Hunter Biden (Getty Images)

Hunter Biden è il protagonista del primo film di Breitbart

Giulio Silvano

Con il nuovo film sulla vita del figlio di Joe Biden la destra americana torna ad attaccare il presidente. E lo fa senza alcuno scrupolo colpendo negli affetti familiari

Se nella campagna elettorale del 2016 le mail di Hillary Clinton erano state usate per minare la sua credibilità, nel 2020 il dispositivo populista-conservatore da usare contro i democratici per screditare Joe Biden è stato il computer portatile di suo figlio Hunter. Il figlio del presidente – o una persona che avrebbe usato il suo nome – aveva lasciato un portatile in un negozio del Delaware per aggiustarlo, senza poi tornare a ritirarlo.

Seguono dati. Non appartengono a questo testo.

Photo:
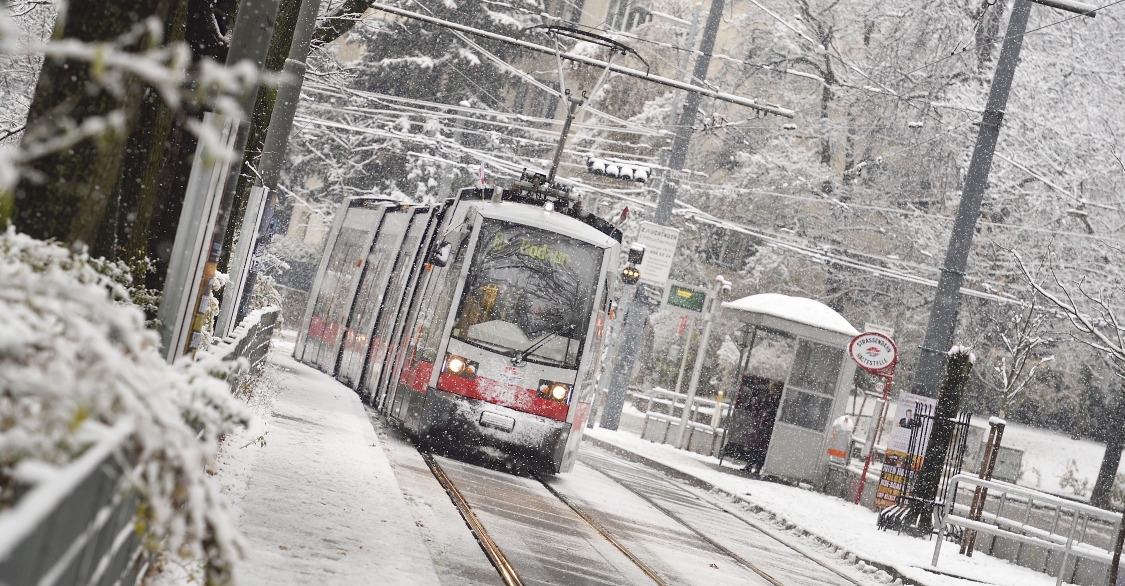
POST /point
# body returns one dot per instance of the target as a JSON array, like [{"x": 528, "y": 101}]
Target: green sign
[{"x": 686, "y": 298}]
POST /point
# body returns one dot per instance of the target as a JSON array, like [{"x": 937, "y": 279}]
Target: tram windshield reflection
[{"x": 529, "y": 288}]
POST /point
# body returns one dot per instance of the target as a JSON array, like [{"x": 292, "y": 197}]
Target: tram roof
[{"x": 536, "y": 216}]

Avvertiti dal proprietario, gli agenti dell’Fbi erano arrivati per prenderlo in custodia.

  

Secondo i media dell’alt right, il computer conteneva mail e materiali compromettenti per Joe Biden, e questo avrebbero potuto cambiare il risultato delle presidenziali. L’ha ribadito di recente Trump, fomentato dalle dichiarazioni di Mark Zuckerberg che, in un’intervista a Joe Rogan, ha raccontato che, appena prima che la storia del “laptop infernale” uscisse fuori, l’Fbi lo aveva avvertito di stare attento alla massiccia quantità di propaganda russa utilizzata a fini elettorali.

 

E così le notizie sul portatile di Hunter sarebbero state ridotte e filtrate. Se questo non fosse successo, dicono i trumpiani, Biden non avrebbe vinto. Trump l’ha chiamata una truffa e una delle interferenze più gravi della storia del paese, proponendo come soluzione di “dichiarare il vincitore legittimo, oppure, e questo sarebbe il minimo, dichiarare compromesse le elezioni del 2020 e tornare immediatamente al voto!”. La presenza di Hunter Biden nel board di una private equity cinese e la collaborazione con il miliardario Ye Jianming per la costruzione un gasdotto in Louisiana erano già stati usati da Trump per dire che Joe era un “burattino della Cina”.

 

Nel 2014 Hunter era entrato nel board di Burisma, azienda ucraina che si occupa dell’estrazione di gas naturali. Trump, arrivato al potere, aveva telefonato al presidente Volodymir Zelensky per chiedergli di investigare su presunte accuse di corruzione verso il figlio dell’ex vicepresidente. Hunter Biden è diventato insomma il feticcio del trumpismo, l’anello debole della famiglia presidenziale usato come breccia per scalfire la solida rispettabilità di Joe. L’ultima trovata della destra è stata quella di farne un film uscito martedì. Con il crowdfunding sono stati raccolti oltre 2 milioni e mezzo di dollari. E’ un biopic che racconta il passato da tossicodipendente di Hunter e i suoi presunti intrallazzi politici. “La storia che i media dell’establishment non vogliono farti vedere”, lo pubblicizza il sito Breibart, che con “My son Hunter” entra nella distribuzione cinematografica.

 

Per un certo periodo Hunter avrebbe speso oltre 200 mila dollari al mese tra alberghi di lusso, auto sportive, droga e spogliarelliste – nel film si vede Hunter mezzo svenuto sul divano tra tre donne seminude. Il sottotitolo è “La famiglia viene prima di tutto” e molte informazioni sono state prese dal memoir di Hunter, “Cose belle”, dove non risparmia i racconti sull’uso frequente del crack, tra cui il fatto che fosse arrivato a fumarsi anche del parmigiano. Così alla première a Los Angeles, l’organizzazione ha giocato con i vizi del figlio del presidente, aprendo con un quiz dove tra i premi in palio c’erano un bong per la marijuana e una forma di parmigiano. Nel poster, molto “Paura e delirio a Las Vegas”, nel riflesso degli occhiali da sole vediamo l’attore che interpreta Joe Biden baciare sul collo la protagonista, un’agente che indaga sulla famiglia presidenziale, interpretata da Gina Carano, che sostiene di essere stata “cancellata da Hollywood”. Joe ha sempre difeso il figlio, ma la destra torna a colpire dove può, in casa, in famiglia, per aggiungere un pezzetto al mosaico di denigrazioni dell’immaginario bannoniano di cui è lastricata la strada per il 2024.